Seria uma vergonha, Ruby pensa consigo mesma, se até um monstro marinho pudesse se dar ao luxo de se tornar um leitor e ela não. Sejamos realistas: quais são as chances de tal fato acontecer? Exageradamente grandes, eu diria, considerando-se o fato de estarmos a bordo de um navio coletor de almas. Ora, eu sequer me surpreenderia se as gaivotas visitantes aprendessem a sapatear com o cozinheiro Jefferson.

Ruby concorda com aquela que vos fala. É exatamente por esta razão que ela, numa tentativa de amenizar seus pensamentos derrotistas, faz piada com Davy Jones.

— Achei que o capitão só soubesse contar até dez.

A porta da cabine bate estrondosamente, fazendo Ruby, Smee e a lagostinha bebê pularem de susto.

— Não sou lá muito bom com números, é verdade. – se pronuncia Jones, despreocupadamente (agora que o formato de sua testa retornara ao normal) – No entanto, senhorita Lucas, sei contar perfeitamente de 0 a 99 bilhões. Não é, Baiacu? Diga a ela! Diga a ela que toda noite eu conto as estrelas.

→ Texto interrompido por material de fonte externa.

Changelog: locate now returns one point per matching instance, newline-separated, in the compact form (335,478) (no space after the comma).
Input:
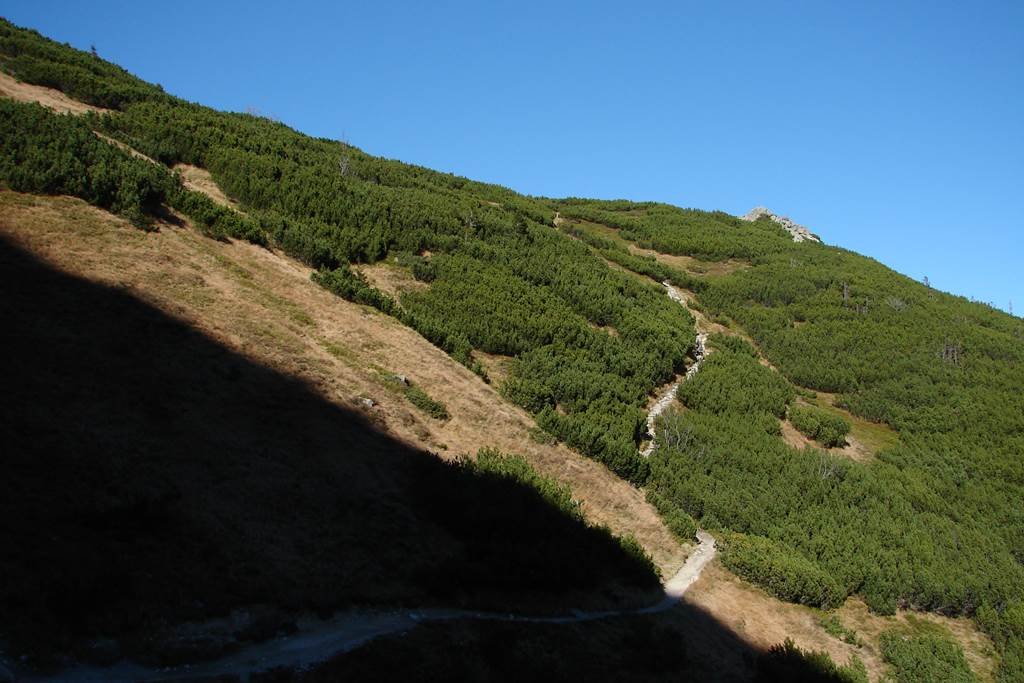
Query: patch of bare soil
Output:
(498,367)
(690,264)
(978,648)
(48,97)
(390,279)
(200,180)
(121,145)
(764,621)
(263,305)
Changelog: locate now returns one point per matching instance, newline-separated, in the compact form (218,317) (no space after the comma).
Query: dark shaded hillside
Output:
(153,476)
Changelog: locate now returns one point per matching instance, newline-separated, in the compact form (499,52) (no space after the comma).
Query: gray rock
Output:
(796,230)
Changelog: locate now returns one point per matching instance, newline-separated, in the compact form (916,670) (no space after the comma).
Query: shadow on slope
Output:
(153,477)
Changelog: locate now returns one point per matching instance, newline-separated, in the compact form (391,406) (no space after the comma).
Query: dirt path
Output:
(317,641)
(669,394)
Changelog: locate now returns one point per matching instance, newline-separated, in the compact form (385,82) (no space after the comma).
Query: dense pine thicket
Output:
(590,343)
(934,522)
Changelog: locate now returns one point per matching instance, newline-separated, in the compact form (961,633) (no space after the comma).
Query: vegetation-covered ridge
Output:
(501,280)
(933,522)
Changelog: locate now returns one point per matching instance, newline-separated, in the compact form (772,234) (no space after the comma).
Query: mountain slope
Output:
(524,285)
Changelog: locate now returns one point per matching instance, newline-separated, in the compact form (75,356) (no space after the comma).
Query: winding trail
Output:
(669,395)
(318,640)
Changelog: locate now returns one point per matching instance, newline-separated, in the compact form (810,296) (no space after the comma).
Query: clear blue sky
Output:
(895,129)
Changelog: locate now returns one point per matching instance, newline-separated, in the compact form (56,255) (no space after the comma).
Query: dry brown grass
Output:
(498,367)
(264,306)
(200,180)
(48,97)
(978,648)
(764,621)
(854,449)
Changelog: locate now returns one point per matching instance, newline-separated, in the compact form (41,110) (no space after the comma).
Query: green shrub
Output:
(735,383)
(419,397)
(679,521)
(928,658)
(835,628)
(781,570)
(732,343)
(786,662)
(824,427)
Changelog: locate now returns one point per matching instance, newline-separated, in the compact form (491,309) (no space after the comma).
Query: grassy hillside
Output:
(932,520)
(153,476)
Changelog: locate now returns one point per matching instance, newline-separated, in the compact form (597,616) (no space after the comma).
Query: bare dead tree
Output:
(952,352)
(345,161)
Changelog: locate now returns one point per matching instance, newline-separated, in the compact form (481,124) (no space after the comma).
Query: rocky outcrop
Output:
(798,231)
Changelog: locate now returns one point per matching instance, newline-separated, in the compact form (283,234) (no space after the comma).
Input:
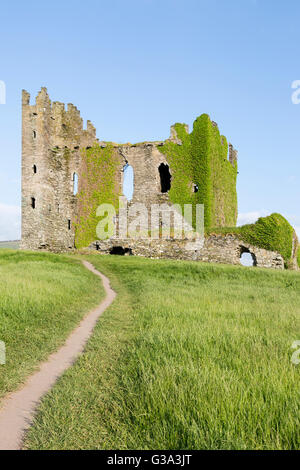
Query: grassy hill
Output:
(42,298)
(190,356)
(13,245)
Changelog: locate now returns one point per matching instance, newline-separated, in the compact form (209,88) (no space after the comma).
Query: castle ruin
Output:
(196,167)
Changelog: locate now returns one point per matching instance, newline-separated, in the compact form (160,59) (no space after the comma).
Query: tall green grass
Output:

Smee se apressa em dizer (muito embora saiba que é mentira):

— Toda noite o capitão conta as estrelas. Uma por uma até chegar à última.

Ruby arqueia uma sobrancelha ao mesmo tempo em que refreia uma risada, pois ela, você e eu sabemos que o explosivo Davy Jones jamais teria a pachorra (um sinônimo para paciência) de contar estrelas.

— E quantas estrelas há no céu? – ela questiona, fingindo genuíno interesse.

Davy, que mancara vagarosamente até uma cadeira, se deixa cair na mesma, sua gordura tremulando descontroladamente devido à brusquidão do movimento. Ele apóia a perna defeituosa (a que foi parcialmente substituída por uma prótese de madeira, caso não se lembre) em seu banquinho capenga, enfiando o cachimbo na boca em seguida.

— Bem, anteontem eu contei 48 mil, ontem contei 25 mil e agorinha mesmo contei 74 mil. Elas se escondem de mim, as malandrinhas. Desse modo, não há como saber com certeza quantas existem – e ele sopra para o ar uma baforada de fumaça azulada, tentando desvendar o significado da expressão da senhorita Lucas (um misto de descrença e deboche).

Ela sorri de lado ao conter a gargalhada que estava prestes a escapar.

— Por que o senhor não conta também os grãos de areia existentes em seus domínios? – sugere audaciosa.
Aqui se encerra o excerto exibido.